Tears, Drips and Pixels

Tears, Drips and Pixels

A figure of the Pictures Generation artists who emerged in early-1980’s New York, Wachtel started to juxtapose posters of movie stars, pin-up girls, political figures, pop music icons, as well as cartoon figures drawn from commercial greeting cards, folk art and archeology. Through her own use of characters and vocabulary she appropriates and distills images into concentrated paintings, shifting the original logic and proposing an examination of the emotional, political and aesthetic conditions of our visually dominated world.

Since 2011, her work has addressed substantial issues such as war and protest, politics as entertainment, corporate greed and environmental negligence, celebrity culture, and the vast space of the internet that is constantly replenishing images on a disorienting scale. Seen within this context, Wachtel has developed an individual visual language that grapples with the function and significance of images in modern society, embracing the so-called “decline of future”. In her oil and acrylic paintings Wachtel consistently presents an awareness of the dominance of images, their penetration into all areas of life, and the haziness of their interconnections.

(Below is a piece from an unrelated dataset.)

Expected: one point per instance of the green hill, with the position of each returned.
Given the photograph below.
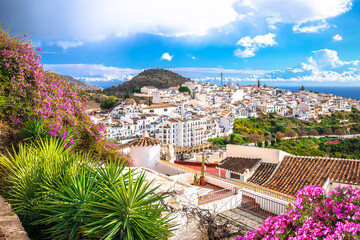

In her new body of work, Julia Wachtel addresses various subject matters, from global warming to consumer society and the impact of acceleration, as well as the increasing importance of visual media in modern communications and the inability to differentiate between sign and reality. Combining critical and humorous spectacle, Wachtel chooses a multipurpose visual vocabulary to refer to the serialization of banal and iconic images to test our sensorial empathy towards ‘authenticity’ and ‘truth’ in the complex interchange of images and messages. Her use of cartoon characters function as commentators or unwary conspirators on the social, political and cultural content surrounding them.

The component images of Wachtel’s paintings are reproduced on canvas panels by either hand painting or screen printing. This correlation of opposites is found again in her use of abstraction and representation, line drawing and photography, digital platforms and print media, the sentimentally comical and the confoundingly mundane. While the viewer seeks coherence, the paintings want to break apart. As for example in one of the exhibition’s largest canvases Seeds, 2017 Wachtel juxtaposes vast blueish landscapes of Svalbard Global Seed Vault, a seed bank on the Norwegian island of Spitsbergen with the cartoonish representation of an igloo house in a prescient pictorial observation of paradoxes. The real versus fictional. Looking at the painting, one might feel the sense of our own concerns about preservation and devastation, watching as we appear unable to act in our identification with it.

Her new paintings are forcing the viewer to reevaluate their motive for looking. As Quinn Latimer points in her essay: ‘Wachtel’s juxtapositions not only tackle but also transcend issues around the significatory power of existing images and the politics of their appropriation, thereby taking on our “emotional and economic investment” therein.’ Ultimately, Wachtel’s new friezelike compositions contribute to make sense out of this constant flow of information where she, herself is “trying to deal with possibilities and impossibilities of expression within a cultural context that to a frightening degree produces synthetic expression”.